Could Janet Yellen Break the Fed’s Glass Ceiling?

by Elaine Schwartz    •    Aug 5, 2013    •    602 Views

By Lilli DeBode, guest blogger, Kent Place School alumna and freshman at Columbia University

In January, chairman of the Federal Reserve, Ben Bernanke is going to step down. The Obama administration has yet to choose his successor, but they’ve narrowed it down to three: Larry Summers, Donald L. Kohn, and Janet Yellen.

Yes, a woman is being interviewed! And not only is she in the running, but she’s considered the frontrunner!

Yellen was the head of the Council of Economic Advisors for two years, she led the San Francisco Federal Reserve Bank for six years, and she has been Bernanke’s Vice Chairman since 2010. Just to add a little more information about this incredibly qualified woman, Yellen, unlike Summers, had played no part in causing the 2008 financial crisis.

A chairwoman of the Federal Reserve in 2014– sounds too good to be true, right? Unfortunately, yes, it probably is.

Many people are campaigning against her (for legitimate, un-sexist reasons, of course). Just kidding… they’re completely sexist.

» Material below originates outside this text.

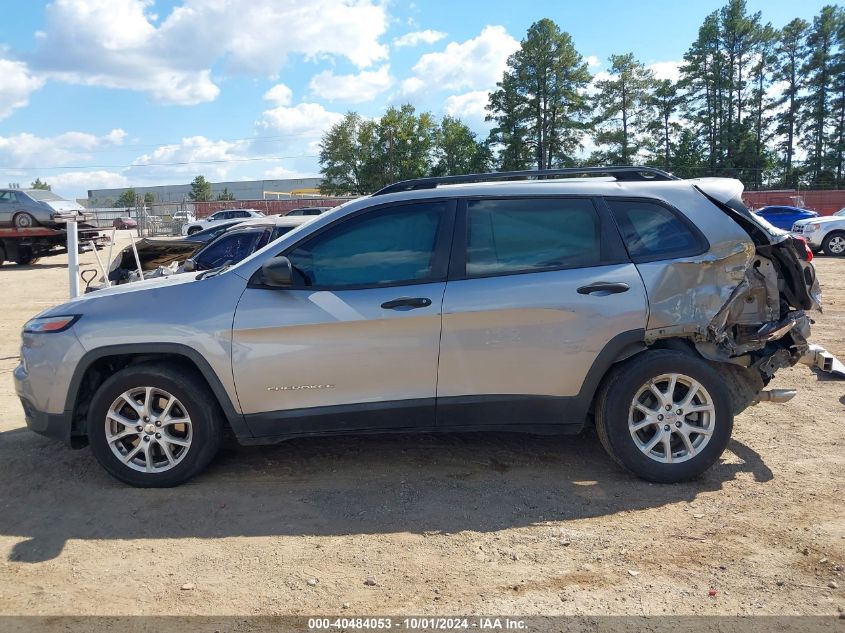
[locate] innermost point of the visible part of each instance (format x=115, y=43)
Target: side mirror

Ezra Klein of the Washington post shares some of the concern he has stumbled across during conversations with the monetary-policy community: “She lacks “toughness.” She’s short on “gravitas.” Too “soft-spoken” or “passive.” Some mused that she is not as aggressively brilliant or intellectually probing as other candidates — though they hasten to say she’s clearly very knowledgeable about monetary policy. Others have wondered whether she could handle the inevitable fights with Congress”.

These “whisper campaigns” against her have no validity (she hasn’t had problems with her “toughness” in her previous positions), but they are starting to really stack up. Although Yellen is the logical choice, sadly it looks like Obama is probably going to go for Summers.